「えーー!ついに付き合ったんだー!」
翌日、マコトくんのことを優子とユキに話すと2人はキャキャーと喜び始めた。
「いやーすっごいお似合いだよー!イケメンと美少女!最高だね!」
「最初はチャラチャラしてる人かなって思ってんだけど…意外と紳士でさ…」
「最高じゃん!!あー私も早く新しい彼氏欲しいー!」
とユキが騒ぐ。
「あ、ユキ、黒瀬は?いいんじゃない?この間話してたじゃん」
優子が冗談っぽくユキをからかう。
「ちょっとやめてよー!あんな地味で常識のないガリ勉嫌だってー。
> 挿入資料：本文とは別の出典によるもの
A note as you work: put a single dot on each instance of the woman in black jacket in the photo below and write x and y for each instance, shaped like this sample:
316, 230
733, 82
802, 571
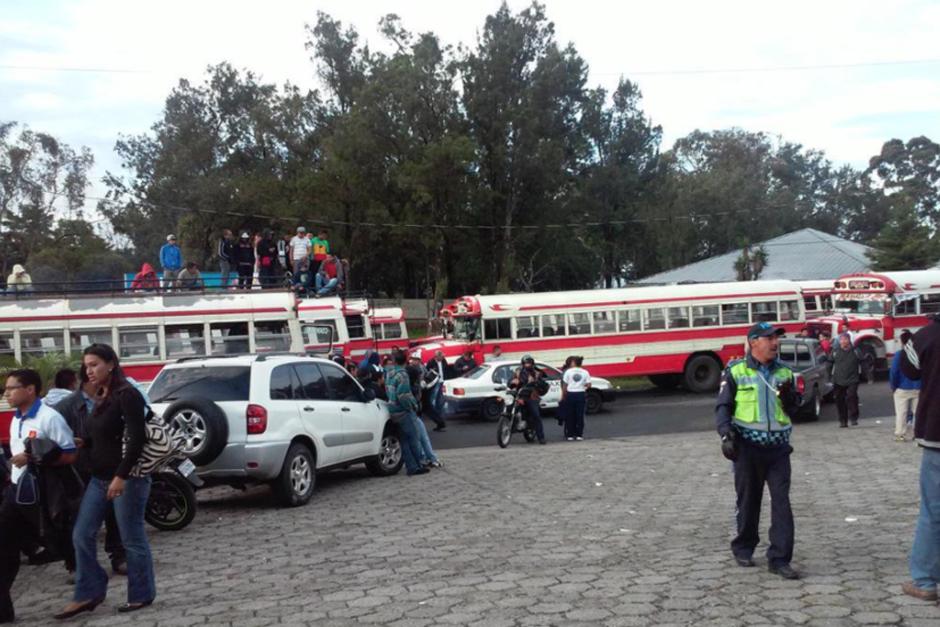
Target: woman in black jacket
115, 436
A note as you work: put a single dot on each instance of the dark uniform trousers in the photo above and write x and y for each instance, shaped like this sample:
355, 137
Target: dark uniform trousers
755, 466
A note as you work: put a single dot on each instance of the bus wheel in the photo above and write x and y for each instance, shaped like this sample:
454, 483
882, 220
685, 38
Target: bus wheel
665, 381
702, 374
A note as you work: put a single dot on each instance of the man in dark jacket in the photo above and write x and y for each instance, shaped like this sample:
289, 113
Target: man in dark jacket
844, 367
921, 361
76, 408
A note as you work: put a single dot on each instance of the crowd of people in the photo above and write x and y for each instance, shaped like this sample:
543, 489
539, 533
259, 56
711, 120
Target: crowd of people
74, 467
305, 262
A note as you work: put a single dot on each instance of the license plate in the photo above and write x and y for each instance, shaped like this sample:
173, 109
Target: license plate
186, 467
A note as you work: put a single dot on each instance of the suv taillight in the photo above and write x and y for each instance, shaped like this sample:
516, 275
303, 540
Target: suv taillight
256, 418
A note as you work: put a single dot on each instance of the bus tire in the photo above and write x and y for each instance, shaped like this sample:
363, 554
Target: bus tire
665, 381
702, 374
202, 424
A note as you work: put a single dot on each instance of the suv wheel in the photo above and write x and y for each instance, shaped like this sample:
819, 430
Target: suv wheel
389, 460
294, 486
202, 425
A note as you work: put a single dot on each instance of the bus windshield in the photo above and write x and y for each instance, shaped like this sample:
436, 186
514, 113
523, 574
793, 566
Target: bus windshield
878, 307
466, 328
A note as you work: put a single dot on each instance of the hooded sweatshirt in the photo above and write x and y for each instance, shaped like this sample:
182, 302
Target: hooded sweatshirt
146, 279
19, 280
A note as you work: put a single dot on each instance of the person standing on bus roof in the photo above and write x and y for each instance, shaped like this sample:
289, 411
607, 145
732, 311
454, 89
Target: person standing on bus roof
756, 401
171, 260
226, 253
245, 257
844, 366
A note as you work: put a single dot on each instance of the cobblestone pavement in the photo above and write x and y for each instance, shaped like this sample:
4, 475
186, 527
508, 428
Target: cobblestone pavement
617, 532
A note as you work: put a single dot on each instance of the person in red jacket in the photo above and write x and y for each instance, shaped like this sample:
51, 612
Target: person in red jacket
146, 280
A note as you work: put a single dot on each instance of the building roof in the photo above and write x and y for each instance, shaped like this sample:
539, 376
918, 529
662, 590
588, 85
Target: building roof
806, 254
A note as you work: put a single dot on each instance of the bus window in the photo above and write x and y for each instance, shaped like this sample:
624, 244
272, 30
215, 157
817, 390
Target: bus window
789, 310
678, 317
527, 326
498, 329
272, 335
41, 343
185, 341
229, 338
929, 303
6, 344
579, 324
764, 312
604, 322
654, 318
629, 320
705, 316
355, 326
553, 324
140, 343
80, 339
734, 313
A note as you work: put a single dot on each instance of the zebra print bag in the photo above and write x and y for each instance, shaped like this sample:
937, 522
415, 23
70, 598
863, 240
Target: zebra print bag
162, 444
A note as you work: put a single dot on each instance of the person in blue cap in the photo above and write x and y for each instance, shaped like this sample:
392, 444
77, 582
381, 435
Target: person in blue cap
756, 401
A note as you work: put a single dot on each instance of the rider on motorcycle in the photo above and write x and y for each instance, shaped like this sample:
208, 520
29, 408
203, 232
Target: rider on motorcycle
530, 381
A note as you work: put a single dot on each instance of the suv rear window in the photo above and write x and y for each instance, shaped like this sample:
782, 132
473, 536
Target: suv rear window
216, 383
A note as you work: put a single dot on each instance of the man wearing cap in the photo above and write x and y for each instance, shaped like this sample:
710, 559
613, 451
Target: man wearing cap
171, 260
300, 256
755, 403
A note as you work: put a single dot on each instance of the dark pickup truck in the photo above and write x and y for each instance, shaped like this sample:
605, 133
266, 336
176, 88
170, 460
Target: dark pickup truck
808, 361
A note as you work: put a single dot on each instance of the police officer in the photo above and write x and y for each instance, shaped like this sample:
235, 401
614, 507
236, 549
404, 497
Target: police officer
755, 403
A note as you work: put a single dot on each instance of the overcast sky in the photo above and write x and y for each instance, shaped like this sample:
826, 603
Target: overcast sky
678, 52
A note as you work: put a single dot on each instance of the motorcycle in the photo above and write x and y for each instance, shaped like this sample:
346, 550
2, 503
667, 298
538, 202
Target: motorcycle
172, 502
513, 418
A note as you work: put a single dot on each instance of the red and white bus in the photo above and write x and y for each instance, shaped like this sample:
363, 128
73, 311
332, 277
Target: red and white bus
673, 334
875, 307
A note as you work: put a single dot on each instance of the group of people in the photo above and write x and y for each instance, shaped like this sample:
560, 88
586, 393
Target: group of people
307, 261
74, 466
756, 402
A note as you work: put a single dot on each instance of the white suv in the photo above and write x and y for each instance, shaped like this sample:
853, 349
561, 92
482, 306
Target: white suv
277, 419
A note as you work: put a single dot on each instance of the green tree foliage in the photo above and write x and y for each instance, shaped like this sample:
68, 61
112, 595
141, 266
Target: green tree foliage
905, 242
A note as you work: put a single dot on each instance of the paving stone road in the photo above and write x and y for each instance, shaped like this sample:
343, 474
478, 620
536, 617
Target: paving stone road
629, 531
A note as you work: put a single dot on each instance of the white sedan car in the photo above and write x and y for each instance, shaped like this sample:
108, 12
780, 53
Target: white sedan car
476, 391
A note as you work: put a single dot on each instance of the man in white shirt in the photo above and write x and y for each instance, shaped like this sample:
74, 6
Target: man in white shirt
300, 248
33, 420
574, 386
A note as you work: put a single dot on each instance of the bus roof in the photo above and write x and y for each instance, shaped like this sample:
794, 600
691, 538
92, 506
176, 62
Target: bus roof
902, 281
175, 304
518, 303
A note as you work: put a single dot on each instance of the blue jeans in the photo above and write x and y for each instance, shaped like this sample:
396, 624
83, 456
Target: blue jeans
424, 442
410, 443
325, 287
91, 581
925, 553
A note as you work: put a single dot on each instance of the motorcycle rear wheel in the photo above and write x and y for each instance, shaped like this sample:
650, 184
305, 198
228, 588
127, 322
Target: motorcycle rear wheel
172, 502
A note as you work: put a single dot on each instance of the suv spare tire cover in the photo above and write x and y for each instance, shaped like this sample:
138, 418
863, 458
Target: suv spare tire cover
211, 418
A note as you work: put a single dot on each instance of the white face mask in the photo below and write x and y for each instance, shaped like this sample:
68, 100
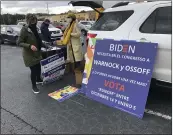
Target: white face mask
69, 20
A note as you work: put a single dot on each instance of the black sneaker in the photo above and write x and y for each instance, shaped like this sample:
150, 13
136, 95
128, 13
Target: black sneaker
35, 90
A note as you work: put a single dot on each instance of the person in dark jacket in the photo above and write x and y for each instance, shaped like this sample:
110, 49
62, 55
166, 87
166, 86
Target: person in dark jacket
46, 36
31, 42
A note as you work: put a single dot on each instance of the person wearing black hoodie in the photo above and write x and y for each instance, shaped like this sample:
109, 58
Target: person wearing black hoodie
46, 36
31, 42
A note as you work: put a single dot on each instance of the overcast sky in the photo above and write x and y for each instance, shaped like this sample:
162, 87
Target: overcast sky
55, 7
24, 7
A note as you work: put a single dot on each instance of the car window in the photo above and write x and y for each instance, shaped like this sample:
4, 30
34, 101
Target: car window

前当たったのはちょっと悪かったけど〜はははっ」
悪かったなんて気は全然なさそうに話すユキ。
私は黒瀬をチラッと見る。
相変わらず席で本を読んでる。
「ちょっと莉子〜なに見つめてんのー?イケメンの彼がいるのに黒瀬になんか手出さないでよ?」
「な、なに言ってんのー?出すわけないじゃん!優子のバカァー!」
そうだ。
あんな地味でガリ勉。
私なんかが相手にするやつでも気を使う相手でもない。
ガラッ
「はーい、HRはじめるぞー!」
川崎の声が聞こえ、みんなが席につき始め、朝のHRが始まった。